Sur la place de Grève, la Restauration ressort le supplice des régicides

Place de Grève

Une guillotine dressée dans une allée entre deux maisons, d'après le docteur Guillotin qui fait adopter son usage par l'assemblée nationale constituante en 1789, au pied de la guillotine un grand panier pour la réception des têtes coupées.

Musée Carnavalet.

Ce matin de juillet 1816, les Parisiens voient quelque chose qu'ils n'ont pas vu depuis des décennies : un bourreau trancher un poing avant de faire fonctionner la guillotine.

Jacques Pleignier est corroyeur. Nicolas Carbonneau, maître d'écriture. Edmé Tolleron, ciseleur. Trois artisans du Paris populaire qui n'ont pas fait leur deuil de la Révolution. La monarchie restaurée va les traiter en régicides.

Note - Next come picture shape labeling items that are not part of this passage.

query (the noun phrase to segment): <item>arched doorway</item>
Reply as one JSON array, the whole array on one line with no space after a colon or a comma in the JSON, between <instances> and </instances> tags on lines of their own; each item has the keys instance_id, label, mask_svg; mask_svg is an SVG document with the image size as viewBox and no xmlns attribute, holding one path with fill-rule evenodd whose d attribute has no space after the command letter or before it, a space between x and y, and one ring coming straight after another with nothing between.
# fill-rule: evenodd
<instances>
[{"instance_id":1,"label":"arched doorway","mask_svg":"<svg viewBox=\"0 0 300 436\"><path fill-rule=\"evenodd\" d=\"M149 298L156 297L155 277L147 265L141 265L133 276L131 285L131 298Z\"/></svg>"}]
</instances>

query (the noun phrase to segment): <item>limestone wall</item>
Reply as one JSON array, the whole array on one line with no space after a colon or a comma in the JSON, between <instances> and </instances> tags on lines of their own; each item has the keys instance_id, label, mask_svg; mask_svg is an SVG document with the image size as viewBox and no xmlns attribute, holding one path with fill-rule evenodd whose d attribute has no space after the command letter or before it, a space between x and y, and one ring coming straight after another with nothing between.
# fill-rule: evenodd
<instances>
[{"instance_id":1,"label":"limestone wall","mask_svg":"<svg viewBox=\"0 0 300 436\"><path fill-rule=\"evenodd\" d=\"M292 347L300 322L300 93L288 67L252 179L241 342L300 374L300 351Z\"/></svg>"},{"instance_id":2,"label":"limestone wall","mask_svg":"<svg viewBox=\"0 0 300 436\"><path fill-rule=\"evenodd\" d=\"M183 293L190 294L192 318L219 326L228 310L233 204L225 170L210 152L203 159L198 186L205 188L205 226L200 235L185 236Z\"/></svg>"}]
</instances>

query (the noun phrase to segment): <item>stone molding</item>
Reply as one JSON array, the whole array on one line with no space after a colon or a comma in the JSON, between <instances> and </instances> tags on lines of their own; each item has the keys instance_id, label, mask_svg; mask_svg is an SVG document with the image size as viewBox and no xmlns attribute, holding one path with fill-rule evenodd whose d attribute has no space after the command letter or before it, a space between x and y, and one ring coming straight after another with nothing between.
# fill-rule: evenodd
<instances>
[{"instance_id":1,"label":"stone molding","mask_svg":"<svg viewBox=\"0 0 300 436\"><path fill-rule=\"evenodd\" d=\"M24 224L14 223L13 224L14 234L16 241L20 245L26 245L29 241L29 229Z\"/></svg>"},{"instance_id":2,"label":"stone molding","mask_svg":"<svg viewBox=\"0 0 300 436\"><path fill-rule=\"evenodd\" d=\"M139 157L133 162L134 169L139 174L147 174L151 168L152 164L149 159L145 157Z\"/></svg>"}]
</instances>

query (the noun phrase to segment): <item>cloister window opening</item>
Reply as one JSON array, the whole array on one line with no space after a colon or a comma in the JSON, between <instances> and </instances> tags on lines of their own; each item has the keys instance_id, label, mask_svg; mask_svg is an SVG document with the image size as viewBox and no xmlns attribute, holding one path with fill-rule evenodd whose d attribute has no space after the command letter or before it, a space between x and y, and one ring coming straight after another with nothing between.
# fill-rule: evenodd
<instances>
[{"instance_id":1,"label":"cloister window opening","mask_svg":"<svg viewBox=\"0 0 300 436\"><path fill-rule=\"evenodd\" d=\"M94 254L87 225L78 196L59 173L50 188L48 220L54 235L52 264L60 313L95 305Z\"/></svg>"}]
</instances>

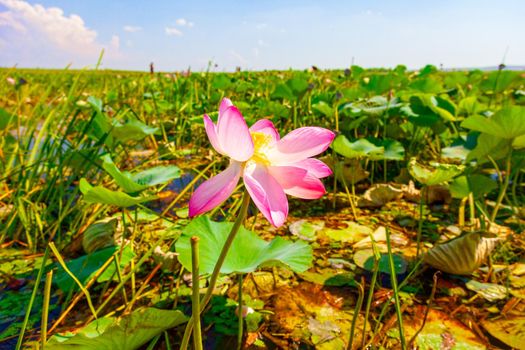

Quelques mois plus tôt, un homme a fait son apparition dans leurs cercles. Il se nomme Scheltein — indicateur de la police du ministre Élie Decazes. Pendant deux mois, il les observe, les encourage, participe à leurs réunions clandestines, les aide à distribuer des cartes de reconnaissance et à rédiger une proclamation appelant au renversement du gouvernement royal. Puis, quand les preuves sont suffisantes, il dénonce tout.

Le 27 juin 1816, vingt-huit accusés comparaissent devant la cour d'assises de la Seine. Le juré Flacon Rochelle, avocat à la Cour de cassation, réclame une instruction plus minutieuse — il pressent la manipulation. La cour refuse. Après quelques jours de débats, Pleignier, Carbonneau et Tolleron sont condamnés pour complot et crime de lèse-majesté à la peine des parricides : le poing droit coupé et la tête tranchée dans le mode prescrit par la Loi. Huit autres accusés écopent de la déportation.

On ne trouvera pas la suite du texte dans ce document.